Glass: Accuracy Glass
Plumbing: Desert Plumbing
Fire Protection: Statewide Fire Protection
Concrete Contractor: Martin-Harris Construction
Concrete Supplier: Rinker Materials
Structural Steel Supplier: Century Steel
HVAC Contractor: Atlas Mechanical

PROJECT DETAILS
Project Cost $150 million
Construction Cost $107 million
Project Schedule 660 working days
Project Subcontractors 30
Peak Workforce 700
Building Size 621,000 sq ft
Building Height 271 ft
Residences 275
Retail 12,000 sq ft
Parking Spaces 428
Total Concrete 38,000 cu yd
Total Steel 2,560 tons
Post-tensioned Cables 1,576,400 ft
Project Site one acre
Floor Plans 19

Vintage Florida Comes to the Strip
Martin-Harris Construction is also building the new $450-million, 756-unit Boca Raton luxury condominium complex on the south Las Vegas Strip.

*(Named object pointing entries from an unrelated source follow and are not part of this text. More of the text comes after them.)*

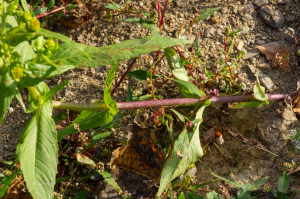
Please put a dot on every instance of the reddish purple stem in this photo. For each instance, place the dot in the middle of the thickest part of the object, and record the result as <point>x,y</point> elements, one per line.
<point>122,78</point>
<point>162,16</point>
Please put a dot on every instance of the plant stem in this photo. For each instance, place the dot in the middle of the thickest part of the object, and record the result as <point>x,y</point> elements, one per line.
<point>159,85</point>
<point>161,103</point>
<point>162,16</point>
<point>33,92</point>
<point>122,78</point>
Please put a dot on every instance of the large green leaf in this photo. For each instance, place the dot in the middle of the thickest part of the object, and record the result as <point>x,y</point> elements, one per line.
<point>174,62</point>
<point>109,179</point>
<point>188,89</point>
<point>245,191</point>
<point>94,121</point>
<point>147,24</point>
<point>110,103</point>
<point>189,148</point>
<point>283,184</point>
<point>67,55</point>
<point>37,150</point>
<point>206,13</point>
<point>259,93</point>
<point>5,183</point>
<point>8,88</point>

Designed by PGAL, the project will consist of four seven-story buildings with one-, two- and three-bedroom residences. Condominiums range from 593 sq ft to 2,400 sq ft and are priced from mid-$300,000 to $1 million.

Developed by Palm Beach Resort Condominiums LLC, the mid-rise complex rests on a 15-acre parcel at Serene Avenue and Las Vegas Boulevard South. The 100-ft-tall, cast-in-place concrete buildings are constructed over a quartet of dual-level subterranean garages with a combined 1,300 parking spaces. The towers are meant to reflect Florida’s vintage architectural style from the 1920s and 1930s, with cornices, wrought-iron balconies and arched openings.

The first two buildings, totaling 378 homes, opened this spring, along with a two-level, 10,000-sq-ft steel-framed clubhouse. J.P. Morgan Chase Bank, New York, is providing the construction financing. The 100,000-sq-ft gated community will feature several amenities, including two swimming pools, three outdoor spas, one indoor spa and four fitness centers. There will also be sauna/steam rooms, a private screening theater and a business room. Boca Raton is scheduled for build-out by late 2009.